The Patronus approach: evaluators as models
Many eval tools ask a general-purpose LLM to act as a judge with a prompt. Patronus's distinguishing bet is dedicated evaluator models — models trained for the job of evaluation — alongside a managed API that runs them. The argument is that a model fine-tuned to detect hallucination or to grade against a rubric is more reliable and cheaper at scale than improvising a judge prompt on a frontier model.
Two named evaluators anchor the platform:
- Lynx — a hallucination-detection model. Given a question, an answer, and the context the answer should be grounded in, Lynx judges whether the answer is faithful (supported by the context) or hallucinated.
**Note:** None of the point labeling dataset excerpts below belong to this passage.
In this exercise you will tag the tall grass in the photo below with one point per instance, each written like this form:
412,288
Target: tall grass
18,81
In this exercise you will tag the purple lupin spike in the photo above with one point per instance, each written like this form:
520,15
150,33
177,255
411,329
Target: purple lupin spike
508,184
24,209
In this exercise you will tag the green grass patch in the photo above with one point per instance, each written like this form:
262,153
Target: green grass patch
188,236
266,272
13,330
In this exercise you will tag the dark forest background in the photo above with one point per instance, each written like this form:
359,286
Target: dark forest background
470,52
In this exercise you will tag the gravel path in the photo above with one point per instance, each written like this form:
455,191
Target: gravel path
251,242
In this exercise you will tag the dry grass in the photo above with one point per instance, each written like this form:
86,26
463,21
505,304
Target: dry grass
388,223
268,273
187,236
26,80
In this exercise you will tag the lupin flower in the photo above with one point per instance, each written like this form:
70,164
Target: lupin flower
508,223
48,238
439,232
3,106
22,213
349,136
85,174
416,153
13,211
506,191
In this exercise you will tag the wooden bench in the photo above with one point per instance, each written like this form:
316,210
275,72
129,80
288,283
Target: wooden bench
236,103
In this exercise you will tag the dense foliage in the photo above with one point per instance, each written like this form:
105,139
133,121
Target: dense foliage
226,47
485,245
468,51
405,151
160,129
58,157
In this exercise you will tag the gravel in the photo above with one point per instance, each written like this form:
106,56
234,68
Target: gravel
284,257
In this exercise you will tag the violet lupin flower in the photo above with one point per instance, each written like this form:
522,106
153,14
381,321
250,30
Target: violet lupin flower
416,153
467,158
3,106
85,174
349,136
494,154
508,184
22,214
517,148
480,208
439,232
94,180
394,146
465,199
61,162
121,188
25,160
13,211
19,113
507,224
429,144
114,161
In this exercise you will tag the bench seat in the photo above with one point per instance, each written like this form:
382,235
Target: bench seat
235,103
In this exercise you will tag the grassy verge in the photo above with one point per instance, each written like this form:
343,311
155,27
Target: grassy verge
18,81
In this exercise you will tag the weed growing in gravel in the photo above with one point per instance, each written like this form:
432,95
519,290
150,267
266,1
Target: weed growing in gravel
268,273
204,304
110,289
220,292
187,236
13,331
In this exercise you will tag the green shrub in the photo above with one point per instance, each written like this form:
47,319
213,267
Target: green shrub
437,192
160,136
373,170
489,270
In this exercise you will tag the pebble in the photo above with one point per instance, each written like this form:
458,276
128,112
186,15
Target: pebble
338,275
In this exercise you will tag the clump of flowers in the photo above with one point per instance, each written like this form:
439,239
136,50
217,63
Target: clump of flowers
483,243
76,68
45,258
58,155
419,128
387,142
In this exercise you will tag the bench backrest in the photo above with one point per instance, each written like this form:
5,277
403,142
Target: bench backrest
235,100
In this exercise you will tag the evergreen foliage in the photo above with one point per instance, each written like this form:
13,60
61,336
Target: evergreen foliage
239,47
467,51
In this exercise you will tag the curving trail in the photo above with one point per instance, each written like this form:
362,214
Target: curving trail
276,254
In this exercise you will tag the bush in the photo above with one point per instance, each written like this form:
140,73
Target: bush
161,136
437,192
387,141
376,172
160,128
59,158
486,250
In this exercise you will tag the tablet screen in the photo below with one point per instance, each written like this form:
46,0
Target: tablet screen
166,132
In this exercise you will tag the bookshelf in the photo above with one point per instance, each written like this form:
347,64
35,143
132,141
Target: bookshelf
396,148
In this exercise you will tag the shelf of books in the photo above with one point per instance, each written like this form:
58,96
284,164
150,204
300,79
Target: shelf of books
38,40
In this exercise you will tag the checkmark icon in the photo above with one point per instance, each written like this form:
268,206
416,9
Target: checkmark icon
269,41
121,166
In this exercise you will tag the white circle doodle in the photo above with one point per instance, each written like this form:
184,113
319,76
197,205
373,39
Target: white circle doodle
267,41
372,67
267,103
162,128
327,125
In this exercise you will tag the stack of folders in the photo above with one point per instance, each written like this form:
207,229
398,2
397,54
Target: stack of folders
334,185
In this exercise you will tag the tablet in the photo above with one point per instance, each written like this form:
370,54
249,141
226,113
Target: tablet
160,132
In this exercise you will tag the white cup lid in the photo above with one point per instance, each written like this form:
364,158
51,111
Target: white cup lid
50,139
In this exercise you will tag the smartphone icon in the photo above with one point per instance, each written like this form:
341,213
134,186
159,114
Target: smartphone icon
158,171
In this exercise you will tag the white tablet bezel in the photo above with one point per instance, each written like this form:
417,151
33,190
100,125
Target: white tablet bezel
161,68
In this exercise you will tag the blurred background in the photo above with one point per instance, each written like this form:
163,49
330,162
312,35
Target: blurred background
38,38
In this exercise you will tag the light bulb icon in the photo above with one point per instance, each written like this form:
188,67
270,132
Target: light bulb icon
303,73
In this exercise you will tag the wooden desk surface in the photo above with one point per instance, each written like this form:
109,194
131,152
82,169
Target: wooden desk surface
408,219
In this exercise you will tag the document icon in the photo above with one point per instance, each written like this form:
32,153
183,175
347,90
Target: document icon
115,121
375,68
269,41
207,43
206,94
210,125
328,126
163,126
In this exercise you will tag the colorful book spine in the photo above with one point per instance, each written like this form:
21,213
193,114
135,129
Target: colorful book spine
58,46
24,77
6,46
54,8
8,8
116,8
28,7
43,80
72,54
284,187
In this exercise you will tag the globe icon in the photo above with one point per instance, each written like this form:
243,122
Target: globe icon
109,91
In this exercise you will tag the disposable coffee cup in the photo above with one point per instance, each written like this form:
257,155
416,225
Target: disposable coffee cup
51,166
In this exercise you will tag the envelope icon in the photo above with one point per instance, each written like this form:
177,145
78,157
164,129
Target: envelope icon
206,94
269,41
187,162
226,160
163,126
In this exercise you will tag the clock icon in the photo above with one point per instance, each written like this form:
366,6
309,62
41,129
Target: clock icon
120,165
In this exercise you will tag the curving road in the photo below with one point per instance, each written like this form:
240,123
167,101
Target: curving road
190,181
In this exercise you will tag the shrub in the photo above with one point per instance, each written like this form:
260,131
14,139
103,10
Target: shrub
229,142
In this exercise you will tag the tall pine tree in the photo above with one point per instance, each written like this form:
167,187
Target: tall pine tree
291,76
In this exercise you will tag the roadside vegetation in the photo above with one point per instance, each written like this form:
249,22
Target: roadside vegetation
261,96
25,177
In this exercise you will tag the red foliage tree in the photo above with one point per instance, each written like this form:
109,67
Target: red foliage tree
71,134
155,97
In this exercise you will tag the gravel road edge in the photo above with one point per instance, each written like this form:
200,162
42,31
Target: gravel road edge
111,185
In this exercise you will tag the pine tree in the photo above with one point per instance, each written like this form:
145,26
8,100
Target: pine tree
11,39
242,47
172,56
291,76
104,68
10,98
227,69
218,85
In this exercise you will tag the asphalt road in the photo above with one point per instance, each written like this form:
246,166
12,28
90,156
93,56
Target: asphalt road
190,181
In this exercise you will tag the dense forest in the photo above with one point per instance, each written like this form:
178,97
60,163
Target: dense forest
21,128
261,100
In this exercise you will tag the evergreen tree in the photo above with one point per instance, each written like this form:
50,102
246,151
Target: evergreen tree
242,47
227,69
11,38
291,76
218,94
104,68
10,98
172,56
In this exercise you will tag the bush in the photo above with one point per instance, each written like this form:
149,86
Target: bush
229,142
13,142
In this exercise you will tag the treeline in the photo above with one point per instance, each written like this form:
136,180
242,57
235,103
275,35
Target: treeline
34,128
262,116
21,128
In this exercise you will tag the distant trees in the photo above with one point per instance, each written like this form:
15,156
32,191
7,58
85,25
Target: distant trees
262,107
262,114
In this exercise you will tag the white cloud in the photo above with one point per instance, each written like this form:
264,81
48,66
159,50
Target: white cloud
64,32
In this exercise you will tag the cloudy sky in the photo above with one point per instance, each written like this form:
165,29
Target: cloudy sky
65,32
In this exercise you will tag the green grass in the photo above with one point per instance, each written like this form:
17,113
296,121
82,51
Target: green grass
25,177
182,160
This directly targets RAG's biggest risk.
- GLIDER — a compact, open evaluator model for fine-grained, rubric-based grading. You give it a custom rubric and it returns a score with reasoning, so you can evaluate subjective or domain-specific quality without standing up your own judge.
On top of these, Patronus exposes a library of evaluators for common checks (hallucination, answer relevance, context relevance, toxicity, PII, and more) and lets you define custom ones. For a conceptual primer on LLM evaluation generally, see our AI agent evaluation overview.
Lynx: hallucination detection for RAG
Hallucination — confidently stating something the source context does not support — is the defining quality problem for retrieval-augmented generation. Lynx exists to catch it automatically. The mental model is a faithfulness judge: it compares the generated answer against the retrieved context and decides whether the answer is grounded.
The three inputs that matter for a faithfulness check are:
- The question the user asked.
- The context retrieved and given to the model (the source of truth).
- The answer the model generated.
Lynx returns whether the answer is faithful to the context, typically with a reasoning explanation. Conceptually, calling it through the Patronus API looks like:
# Usage pattern — confirm exact client/param names in the Patronus docs
from patronus import Client
client = Client() # reads PATRONUS_API_KEY from the environment
result = client.evaluate(
evaluator="lynx", # hallucination / faithfulness evaluator
task_input="What is the refund window?",
task_context="Our policy allows refunds within 30 days of purchase.",
task_output="You can get a refund within 14 days.",
)
print(result.pass_) # False — the answer contradicts the context
print(result.explanation) # reasoning about why it is unfaithful
In this example the context says 30 days but the answer says 14, so a faithfulness evaluator should fail it. That is exactly the silent error a hallucination detector is meant to catch before it reaches a user. Because Lynx is open-weight, teams can also run it themselves for data-sensitive workloads, though the managed API is the simplest path.
GLIDER: fine-grained rubric grading
Not every quality question is "is this faithful?" Often you need to grade against a custom rubric — tone, completeness, adherence to a format, domain correctness. GLIDER is built for this: a small, open judge model that scores an output against criteria you define and explains its reasoning, which matters for trust and debugging.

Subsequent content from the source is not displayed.